As I’ve established here, I’m a big McLuhan fan, and this is pretty good evidence that the effect of the medium is often much more important than the specific message.
Remember that image of the statue of Saddam Hussein being pulled down? Well, the photo was actually cropped. Those were Americans pulling the statue down, not Iraqis. But the cropped photo reinforced this notion that the Iraqis loved us. It reshaped context. Milennials are much better at understanding that context shapes content. They play with this all the time when they remix something. It’s actually an ideal property for a 21st century citizen to have.
That’s as good an explanation of what McLuhan meant by the medium is the message as I’ve read.
On creativity versus imagination:
The real key is being able to imagine a new world. Once I imagine something new, then answering how to get from here to there involves steps of creativity. So I can be creative in solving today’s problems, but if I can’t imagine something new, than I’m stuck in the current situation.

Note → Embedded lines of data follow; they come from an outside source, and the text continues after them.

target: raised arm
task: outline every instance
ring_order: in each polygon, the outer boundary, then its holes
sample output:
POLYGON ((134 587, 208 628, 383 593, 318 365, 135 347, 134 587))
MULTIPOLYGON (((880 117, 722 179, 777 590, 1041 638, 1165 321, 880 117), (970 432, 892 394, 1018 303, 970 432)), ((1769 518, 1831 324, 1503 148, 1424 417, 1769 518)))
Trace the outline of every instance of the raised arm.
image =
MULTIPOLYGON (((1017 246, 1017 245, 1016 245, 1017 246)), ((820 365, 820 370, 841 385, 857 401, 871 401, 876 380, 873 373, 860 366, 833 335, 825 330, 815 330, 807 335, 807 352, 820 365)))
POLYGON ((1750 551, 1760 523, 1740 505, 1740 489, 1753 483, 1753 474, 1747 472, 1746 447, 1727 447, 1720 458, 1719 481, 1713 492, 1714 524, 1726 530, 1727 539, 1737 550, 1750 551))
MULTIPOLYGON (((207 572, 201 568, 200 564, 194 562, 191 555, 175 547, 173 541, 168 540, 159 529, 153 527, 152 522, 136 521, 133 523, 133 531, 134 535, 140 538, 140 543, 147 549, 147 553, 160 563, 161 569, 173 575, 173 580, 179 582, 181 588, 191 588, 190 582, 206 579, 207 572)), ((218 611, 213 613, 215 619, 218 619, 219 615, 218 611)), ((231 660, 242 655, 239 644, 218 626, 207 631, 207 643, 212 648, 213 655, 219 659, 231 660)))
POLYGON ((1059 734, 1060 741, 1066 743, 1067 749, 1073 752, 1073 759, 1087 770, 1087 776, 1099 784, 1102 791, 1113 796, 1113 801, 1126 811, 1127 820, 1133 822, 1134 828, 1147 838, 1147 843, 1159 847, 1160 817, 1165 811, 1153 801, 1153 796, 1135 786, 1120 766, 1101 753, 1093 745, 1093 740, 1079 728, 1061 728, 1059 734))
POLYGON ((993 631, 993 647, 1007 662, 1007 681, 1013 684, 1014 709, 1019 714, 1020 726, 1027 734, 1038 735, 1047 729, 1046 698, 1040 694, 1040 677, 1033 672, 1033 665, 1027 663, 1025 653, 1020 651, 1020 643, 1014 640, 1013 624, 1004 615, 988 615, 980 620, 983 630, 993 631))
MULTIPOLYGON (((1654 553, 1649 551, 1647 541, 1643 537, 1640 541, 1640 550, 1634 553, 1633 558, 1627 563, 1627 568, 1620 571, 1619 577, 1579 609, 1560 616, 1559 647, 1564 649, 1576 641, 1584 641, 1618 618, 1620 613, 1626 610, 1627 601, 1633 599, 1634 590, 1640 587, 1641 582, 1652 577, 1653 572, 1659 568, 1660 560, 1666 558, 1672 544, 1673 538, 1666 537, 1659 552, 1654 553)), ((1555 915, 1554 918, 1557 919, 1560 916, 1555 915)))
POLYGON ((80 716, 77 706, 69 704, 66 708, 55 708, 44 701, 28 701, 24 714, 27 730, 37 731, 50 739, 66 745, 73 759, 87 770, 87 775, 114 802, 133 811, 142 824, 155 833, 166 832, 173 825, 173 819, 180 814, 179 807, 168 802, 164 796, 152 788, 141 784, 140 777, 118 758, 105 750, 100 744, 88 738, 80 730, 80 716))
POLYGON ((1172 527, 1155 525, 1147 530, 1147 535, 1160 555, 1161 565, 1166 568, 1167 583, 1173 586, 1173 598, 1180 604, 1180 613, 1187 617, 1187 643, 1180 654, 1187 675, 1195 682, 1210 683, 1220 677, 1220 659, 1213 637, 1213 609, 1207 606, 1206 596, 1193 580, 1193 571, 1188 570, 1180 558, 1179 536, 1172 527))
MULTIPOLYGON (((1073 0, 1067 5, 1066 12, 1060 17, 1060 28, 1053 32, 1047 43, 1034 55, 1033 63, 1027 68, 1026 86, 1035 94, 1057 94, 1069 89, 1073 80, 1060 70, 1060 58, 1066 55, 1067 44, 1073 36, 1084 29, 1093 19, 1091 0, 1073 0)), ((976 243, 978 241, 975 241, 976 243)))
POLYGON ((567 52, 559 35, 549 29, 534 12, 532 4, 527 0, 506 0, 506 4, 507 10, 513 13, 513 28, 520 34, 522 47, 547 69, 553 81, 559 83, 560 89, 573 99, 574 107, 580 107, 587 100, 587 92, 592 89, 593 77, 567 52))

I really like that distinction. Imagination is what drives vision, creativity is what drives execution. Both have huge amounts of value, but they’re different things.
On the dangers of a STEM-only world:
Right. That’s what we should be talking about. That’s one of the reasons I think what’s happening in STEM education is a tragedy. Art enables us to see the world in different ways. I’m riveted by how Picasso saw the world. How does being able to imagine and see things differently work hand-in-hand? Art education, and probably music too, are more important than most things we teach. Being great at math is not that critical for science, but being great at imagination and curiosity is critical. Yet how are we training tomorrow’s scientists? By boring the hell out of them in formulaic mathematics—and don’t forget I am trained as a theoretical mathematician.
Not to talk about McLuhan too much, but he also deeply believed in the value of art and artists as the visionaries for society. I think there’s obviously a lot of room here and the reality of the focus on STEM is that we have so far to go that it’s not like we’re going to wake up in a world where people only learn math and science. But I think the point is that the really interesting thoughts that come along are the ones that combine, not shockingly, the arts and sciences.